Es kann nun auch berechnet werden, wann das nächste Mal wieder genau ein 6:3 zu erwarten ist. In der Bundesliga gab es bisher 10 Mal das Ergebnis 6:3, was 0,74 Promille aller Spiele entspricht. Können wir dies auch mit unserer Poisson-Verteilung berechnen? Ja. Diese Wahrscheinlichkeit ergibt sich einfach zu: $$p_{1,5}(6) \cdot p_{1,5}(3) = \left( 1,5^6 \cdot \frac{e^{-1,5}}{6!}\right)  \cdot  \left( 1,5^3 \cdot \frac{e^{-1,5}}{3!} \right)  = 0,00044 = 0,44 \textrm{Promille}.$$ Hierbei ist zu beachten, dass diesmal die Wahrscheinlichkeit für jede Mannschaft einzeln ausgerechnet wurde, die dann im Durchschnitt nur 1,5 Tore schießt. Dieses Ergebnis ist auch noch mit 2 zu multiplizieren, da sowohl ein 6:3 als auch ein 3:6 in der Statistik mitgezählt wurde. In der Theorie ergibt sich also dann der Wert 0,88 Promille für das Auftreten eines 6:3 Ergebnisses in der Fussball-Bundesliga, was wieder recht gut mit dem tatsächlichen Wert von 0,74 Promille übereinstimmt. Dies bedeutet, dass in einem Spiel aus ungefähr 1300 ein Ergebnis von 6:3 zu erwarten ist. Bei 306 Spielen pro Saison können wir also ein Ergebnis wie im Frühjahr 2008, als Werder Bremen in Stuttgart mit 6:3 unterlegen war, im Durchschnitt nur alle 4 Jahre erwarten! Dies ist jedoch die durchschnittliche Erwartung. In der Realität gibt es da sicher eine größere Streuung. So gab es in den Spielzeiten 2004/05 und 2005/06 jeweils ein solches 6:3 Ergebnis. Allerdings gab es vorher erst in der Saison 1994/95 und davor 1977/78 jeweils wieder ein solches Resultat.

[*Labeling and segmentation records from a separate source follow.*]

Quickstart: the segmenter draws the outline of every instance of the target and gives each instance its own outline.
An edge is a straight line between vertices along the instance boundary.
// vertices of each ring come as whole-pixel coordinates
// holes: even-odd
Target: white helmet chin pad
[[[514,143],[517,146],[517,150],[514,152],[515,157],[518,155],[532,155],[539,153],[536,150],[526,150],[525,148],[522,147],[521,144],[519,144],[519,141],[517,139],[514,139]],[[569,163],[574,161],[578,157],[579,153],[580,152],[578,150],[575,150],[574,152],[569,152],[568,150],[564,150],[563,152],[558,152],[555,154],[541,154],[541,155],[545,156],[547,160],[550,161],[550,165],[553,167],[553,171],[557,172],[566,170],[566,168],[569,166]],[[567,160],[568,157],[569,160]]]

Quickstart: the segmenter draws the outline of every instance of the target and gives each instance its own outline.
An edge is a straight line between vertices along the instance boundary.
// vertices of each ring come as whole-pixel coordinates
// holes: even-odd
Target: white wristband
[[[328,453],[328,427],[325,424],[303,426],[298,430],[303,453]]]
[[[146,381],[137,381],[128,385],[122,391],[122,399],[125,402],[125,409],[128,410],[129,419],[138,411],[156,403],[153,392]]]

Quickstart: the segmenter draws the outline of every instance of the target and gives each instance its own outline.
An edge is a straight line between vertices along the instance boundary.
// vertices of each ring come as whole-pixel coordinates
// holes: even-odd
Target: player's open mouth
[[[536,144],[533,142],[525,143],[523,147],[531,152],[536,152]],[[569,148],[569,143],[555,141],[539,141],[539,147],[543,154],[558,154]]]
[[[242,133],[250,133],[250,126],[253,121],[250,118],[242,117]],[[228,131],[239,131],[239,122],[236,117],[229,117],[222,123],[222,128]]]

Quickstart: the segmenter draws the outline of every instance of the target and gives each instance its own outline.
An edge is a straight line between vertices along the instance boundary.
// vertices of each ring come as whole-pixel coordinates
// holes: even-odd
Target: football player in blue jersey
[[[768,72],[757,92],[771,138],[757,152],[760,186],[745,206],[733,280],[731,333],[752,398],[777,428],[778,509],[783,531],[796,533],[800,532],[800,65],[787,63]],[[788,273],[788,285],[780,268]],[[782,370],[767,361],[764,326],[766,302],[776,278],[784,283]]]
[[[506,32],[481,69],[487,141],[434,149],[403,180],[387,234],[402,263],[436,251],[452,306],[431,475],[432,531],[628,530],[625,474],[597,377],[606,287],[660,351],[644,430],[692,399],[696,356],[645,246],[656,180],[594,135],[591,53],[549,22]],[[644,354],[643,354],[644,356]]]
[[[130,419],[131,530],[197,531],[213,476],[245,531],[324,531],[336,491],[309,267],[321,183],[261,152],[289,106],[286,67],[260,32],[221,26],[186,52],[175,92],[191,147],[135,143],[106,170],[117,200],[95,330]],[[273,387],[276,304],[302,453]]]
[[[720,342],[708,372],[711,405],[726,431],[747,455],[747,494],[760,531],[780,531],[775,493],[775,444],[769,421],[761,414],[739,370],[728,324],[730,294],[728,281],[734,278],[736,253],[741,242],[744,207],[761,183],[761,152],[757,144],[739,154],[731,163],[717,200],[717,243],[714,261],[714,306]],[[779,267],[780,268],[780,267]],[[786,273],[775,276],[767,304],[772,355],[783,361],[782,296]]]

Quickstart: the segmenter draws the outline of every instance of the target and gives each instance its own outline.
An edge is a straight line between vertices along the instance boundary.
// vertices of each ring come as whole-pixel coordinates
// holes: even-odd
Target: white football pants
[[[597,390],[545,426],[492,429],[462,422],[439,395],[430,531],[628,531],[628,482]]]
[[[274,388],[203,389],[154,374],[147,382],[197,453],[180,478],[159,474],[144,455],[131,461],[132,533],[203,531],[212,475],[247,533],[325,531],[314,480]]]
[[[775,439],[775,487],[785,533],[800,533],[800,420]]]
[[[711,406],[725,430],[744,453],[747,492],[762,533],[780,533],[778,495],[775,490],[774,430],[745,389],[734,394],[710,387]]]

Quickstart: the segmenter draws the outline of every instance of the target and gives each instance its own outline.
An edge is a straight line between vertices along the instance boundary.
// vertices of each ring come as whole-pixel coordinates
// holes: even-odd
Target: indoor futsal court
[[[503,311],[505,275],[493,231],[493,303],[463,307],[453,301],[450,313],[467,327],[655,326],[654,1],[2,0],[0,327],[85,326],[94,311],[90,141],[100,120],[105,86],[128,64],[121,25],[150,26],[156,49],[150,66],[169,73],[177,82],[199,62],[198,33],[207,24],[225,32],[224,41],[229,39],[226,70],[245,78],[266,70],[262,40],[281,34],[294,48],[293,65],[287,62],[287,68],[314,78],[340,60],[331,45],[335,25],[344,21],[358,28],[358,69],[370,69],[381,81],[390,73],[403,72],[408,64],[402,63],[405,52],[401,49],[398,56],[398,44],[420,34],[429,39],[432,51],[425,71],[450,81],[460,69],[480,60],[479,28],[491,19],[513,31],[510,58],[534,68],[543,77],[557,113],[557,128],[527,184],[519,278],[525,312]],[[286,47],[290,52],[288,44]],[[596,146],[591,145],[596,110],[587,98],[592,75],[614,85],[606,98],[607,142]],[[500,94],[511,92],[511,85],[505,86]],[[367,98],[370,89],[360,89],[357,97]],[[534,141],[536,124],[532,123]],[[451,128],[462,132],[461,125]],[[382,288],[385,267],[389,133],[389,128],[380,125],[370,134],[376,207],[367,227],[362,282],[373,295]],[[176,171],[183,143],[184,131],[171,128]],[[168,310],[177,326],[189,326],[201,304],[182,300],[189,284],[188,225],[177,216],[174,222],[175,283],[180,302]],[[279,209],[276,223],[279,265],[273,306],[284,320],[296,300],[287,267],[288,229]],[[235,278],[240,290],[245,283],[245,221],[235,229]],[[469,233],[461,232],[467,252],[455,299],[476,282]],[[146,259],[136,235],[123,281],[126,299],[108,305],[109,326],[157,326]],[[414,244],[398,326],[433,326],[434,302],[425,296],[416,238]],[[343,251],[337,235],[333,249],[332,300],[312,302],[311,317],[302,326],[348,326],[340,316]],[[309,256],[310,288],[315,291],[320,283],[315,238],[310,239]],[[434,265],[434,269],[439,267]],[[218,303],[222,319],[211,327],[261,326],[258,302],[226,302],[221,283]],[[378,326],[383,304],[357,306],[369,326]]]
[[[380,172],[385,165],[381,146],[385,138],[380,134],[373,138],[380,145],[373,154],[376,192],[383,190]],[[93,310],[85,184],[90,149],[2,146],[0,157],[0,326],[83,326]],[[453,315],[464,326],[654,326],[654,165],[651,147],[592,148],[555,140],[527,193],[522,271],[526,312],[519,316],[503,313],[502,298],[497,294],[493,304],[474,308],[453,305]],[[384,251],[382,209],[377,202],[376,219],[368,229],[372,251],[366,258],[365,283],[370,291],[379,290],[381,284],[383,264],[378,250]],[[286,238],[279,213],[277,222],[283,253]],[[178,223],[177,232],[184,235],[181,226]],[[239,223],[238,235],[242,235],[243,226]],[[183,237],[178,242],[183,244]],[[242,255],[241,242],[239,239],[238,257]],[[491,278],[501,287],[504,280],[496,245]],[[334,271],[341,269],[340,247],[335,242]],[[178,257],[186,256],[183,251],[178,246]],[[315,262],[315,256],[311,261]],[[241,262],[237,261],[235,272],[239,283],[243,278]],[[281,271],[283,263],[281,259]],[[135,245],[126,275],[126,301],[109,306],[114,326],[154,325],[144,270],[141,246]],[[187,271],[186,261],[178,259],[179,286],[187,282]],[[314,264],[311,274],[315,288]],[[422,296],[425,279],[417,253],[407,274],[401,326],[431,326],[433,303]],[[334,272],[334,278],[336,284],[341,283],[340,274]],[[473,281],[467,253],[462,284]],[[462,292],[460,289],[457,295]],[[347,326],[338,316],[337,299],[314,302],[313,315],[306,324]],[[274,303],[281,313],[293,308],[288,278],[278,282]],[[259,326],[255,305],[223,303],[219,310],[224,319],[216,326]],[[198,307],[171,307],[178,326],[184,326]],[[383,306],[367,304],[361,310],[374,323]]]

Zusammenfassend kann also festgestellt werden, dass die Mannschaften der Fußball-Bundesliga etwas Ähnliches sind wie radioaktive Quellen. Sie „emittieren“ Tore nach der gleichen Statistik, nach der Atomkerne zerfallen. Diese Beobachtung erlaubt es Ergebnishäufigkeiten beim Fußball nicht nur durch Auszählen in Datenbanken zu bestimmen, sondern auch mit relativ einfachen Formeln zu berechnen. Dies setzt allerdings voraus, dass die Mannschaften innerhalb einer Liga nicht zu stark in ihrem Leistungsvermögen schwanken. Es ist klar, dass eine Kreisligamannschaft in der Fußball-Bundesliga, die immer 15:0 verliert, die Statistik stark verändern und eine Poisson-Verteilung dann nicht mehr so gut stimmen würde.

Lesen Sie zu diesem Thema auch: Wie beeinflussen rote Karten den Spielverlauf?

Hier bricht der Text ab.